A weight settled on the side of the bed but no touch followed it. Paper fluttered and slow steady breathing told Charity the person was not Elijah.
Dad
. She forced her eyes to open and focus. Her father sat reading her chart, his face unshaven. He wore reading glasses that Charity had never noticed before. He had changed from his tuxedo but his clothes looked rumpled. He looked… exhausted.

“You look worse than how I feel,” she whispered.

He pushed his glasses on top of his head and turned to her. “How do you feel?”

“Like I’ve been shot.” She swallowed. Her throat was still as dry as a desert.
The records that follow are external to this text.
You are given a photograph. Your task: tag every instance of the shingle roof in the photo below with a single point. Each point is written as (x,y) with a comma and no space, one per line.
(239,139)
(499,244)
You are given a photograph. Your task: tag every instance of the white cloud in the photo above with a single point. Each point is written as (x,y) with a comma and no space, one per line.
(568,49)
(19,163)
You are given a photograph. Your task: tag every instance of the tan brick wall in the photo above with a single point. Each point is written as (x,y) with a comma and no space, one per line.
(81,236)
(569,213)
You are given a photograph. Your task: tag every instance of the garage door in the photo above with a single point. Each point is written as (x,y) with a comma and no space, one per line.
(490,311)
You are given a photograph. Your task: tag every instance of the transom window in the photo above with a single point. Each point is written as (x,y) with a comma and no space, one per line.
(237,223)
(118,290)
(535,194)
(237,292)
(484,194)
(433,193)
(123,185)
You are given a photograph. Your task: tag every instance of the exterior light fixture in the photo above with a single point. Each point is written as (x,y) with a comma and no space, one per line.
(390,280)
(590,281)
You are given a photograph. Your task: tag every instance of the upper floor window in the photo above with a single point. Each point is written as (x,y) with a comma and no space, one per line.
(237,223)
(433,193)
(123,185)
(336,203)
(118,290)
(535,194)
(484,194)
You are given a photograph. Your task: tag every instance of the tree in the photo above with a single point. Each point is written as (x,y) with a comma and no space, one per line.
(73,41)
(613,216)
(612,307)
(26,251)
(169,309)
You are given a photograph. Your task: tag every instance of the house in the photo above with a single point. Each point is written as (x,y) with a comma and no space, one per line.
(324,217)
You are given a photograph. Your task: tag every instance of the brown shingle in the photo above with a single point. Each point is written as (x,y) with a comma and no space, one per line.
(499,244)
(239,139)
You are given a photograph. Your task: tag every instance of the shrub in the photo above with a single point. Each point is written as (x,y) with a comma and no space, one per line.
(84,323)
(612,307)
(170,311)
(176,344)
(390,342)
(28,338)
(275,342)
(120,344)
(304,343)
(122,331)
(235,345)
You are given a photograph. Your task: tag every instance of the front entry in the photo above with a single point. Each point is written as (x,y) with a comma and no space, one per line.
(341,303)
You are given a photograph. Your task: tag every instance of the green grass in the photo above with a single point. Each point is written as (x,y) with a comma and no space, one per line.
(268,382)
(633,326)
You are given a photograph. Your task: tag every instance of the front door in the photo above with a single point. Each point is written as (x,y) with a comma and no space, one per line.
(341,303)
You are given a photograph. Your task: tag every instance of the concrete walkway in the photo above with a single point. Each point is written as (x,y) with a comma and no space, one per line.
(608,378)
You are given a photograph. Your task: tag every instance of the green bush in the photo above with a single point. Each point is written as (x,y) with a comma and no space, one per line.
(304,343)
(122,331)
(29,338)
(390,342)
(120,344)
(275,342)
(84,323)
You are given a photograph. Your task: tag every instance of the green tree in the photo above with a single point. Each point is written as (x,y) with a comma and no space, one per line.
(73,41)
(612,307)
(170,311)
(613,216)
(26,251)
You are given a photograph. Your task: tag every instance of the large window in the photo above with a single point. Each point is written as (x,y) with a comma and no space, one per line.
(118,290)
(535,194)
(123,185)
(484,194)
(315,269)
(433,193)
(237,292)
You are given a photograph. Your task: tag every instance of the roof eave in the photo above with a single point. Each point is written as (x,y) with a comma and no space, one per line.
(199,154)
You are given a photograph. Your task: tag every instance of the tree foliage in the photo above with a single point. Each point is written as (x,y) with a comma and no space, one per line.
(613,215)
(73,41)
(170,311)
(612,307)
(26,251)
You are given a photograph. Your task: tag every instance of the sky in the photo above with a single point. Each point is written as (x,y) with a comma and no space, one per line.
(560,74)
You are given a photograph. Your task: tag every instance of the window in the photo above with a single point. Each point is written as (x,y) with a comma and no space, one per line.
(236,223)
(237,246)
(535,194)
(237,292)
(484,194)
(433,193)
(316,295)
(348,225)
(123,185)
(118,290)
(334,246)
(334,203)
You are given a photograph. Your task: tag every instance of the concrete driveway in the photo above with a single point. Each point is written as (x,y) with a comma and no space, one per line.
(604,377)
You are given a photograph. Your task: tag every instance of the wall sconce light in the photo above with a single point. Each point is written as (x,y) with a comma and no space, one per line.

He smiled, his lips trembling slightly.

She reached for him and touched his forearm. It might have been the drugs or her exhausted body but she was tired. Tired of not connecting with her father. Her mother was gone and at this moment, she wanted her Dad. He needed her as well. How she had never realized it before made her wonder how she could be so blind. “I’m okay.” She glanced to the other side of the bed and found Elijah watching her. “Elijah says I’m going to be fine. He’s a good doctor. I know, because you hired him.”

Her Dad’s smile widened.

Charity wondered if that was the first compliment she had said to her father in a long, long time. “I’m sorry, Dad.” She remembered her little speech and his from the gala. They were going to be okay.

His eyebrows furrowed together. “Why? This wasn’t your fault. I’m the one who should be sorry.”

Elijah cleared his throat. “I’m the one who is sorry. This is my fault.”

Charity and her father both looked at Elijah and at the same time said, “You’re right.”

The surprise on Elijah’s face made both of them laugh.

“We’re kidding,” her father said.

Charity patted the bed for him to sit. “When I was a kid, we used to do that at the dinner table. My mom would say sorry, then I would, then my Dad would, and then we’d blame the last person. Family joke.”

Elijah sat down gently beside her, careful not to shift the bed and disrupt her stitches. “I think I could get used to that.”